The Hindi web series Rana Naidu is now streaming on Netflix and is directed by Suparn Verma and Karan Anshuman. It stars Rana Daggubati, Venkatesh, Surveen Chawla, Sushant Singh, Abhishek Banerjee, Gaurav Chopra, Aditya Menon.
Rana Naidu review
When Netflix announced Rana Naidu with Venkatesh and Rana Daggubati in the leads there was some scepticism about whether the two Telugu stars could pull it off in Hindi. But a few episodes into the 10-episode Rana Naidu — an official adaptation of the 2013 English show Ray Donovan — you get your answer. The Hyderabadi Hindi that Venky speaks is kinda quaint and adds an extra allure to the series that otherwise could easily have slipped into grim aggression and machismo.

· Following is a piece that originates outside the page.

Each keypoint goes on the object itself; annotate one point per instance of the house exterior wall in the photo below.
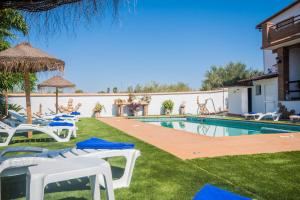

The biggest strength of the series is the fact that while it is an adaptation of a successful crime drama, the writer and co-director Karan Anshuman with Sparn Verma – has adroitly tweaked the story to be a layered family drama rather than the shady tale of a high-end fixer.
While the story on the face of it is about the eponymous Rana Naidu, who is the go-to guy for society’s big names for covering up secrets and dark emergencies, the other layer is about a man looking for redemption by mending his dysfunctional family. This smart refinement to the original tale provides the series with the much-needed heft and humour.
Rana Naidu (Rana Daggubati) is the man who is on the speed dial of many high-end folks. He is the guy who scrubs their tracks in messy affairs and happenings. He is a humourless, grim sorta guy, and for his family, life is in shambles.
His equations with his children and wife are barely speakable. His past is no good. His dad Naga (Venkatesh) spent 15 years of his life in government jail, albeit for a misdemeanour he did not commit. Rana’s two brothers (Abhishek Banerjee and Sushant Singh) also lead a troubled and traumatized life. One is a stuntman enduring Parkinson’s disease, while the other is a victim of child abuse and struggling to kick his alcoholic ways. Now, Naga wants to set things right on the family front. But with each of his sons fighting their inner demons, a patch-up looks impossible.
Moreover, Rana holds his dad responsible for the sorry predicament. The face-off between the penitent dad and the impertinent son provides the series with crackling energy, which otherwise moves in fits and starts in the initial portions. In the earlier portions, too many characters flit in and out as Rana’s clientele without making much of an impression. But once the family angle of the plot kicks in, the latter segments are full of drama and action.
Venkatesh as a father looking for redemption, brings to his character a vulnerability. The dry humour that permeates his otherwise deadpan delivery is one of the highlights of his performance. Rana Daggubati is also in great form as his inner rage is channelled through the fire in his eyes set on a stony face. Abhishek Banerjee, as ever is adequate.
As with Farzi on Amazon Prime Video, this series, too, is specked with expletives. Surely web series dialogue writers are overdoing this. Nobody is against using filthy words as they bring out the raw reality. But when the lines abound with them, it becomes a strange celebration of the profanity.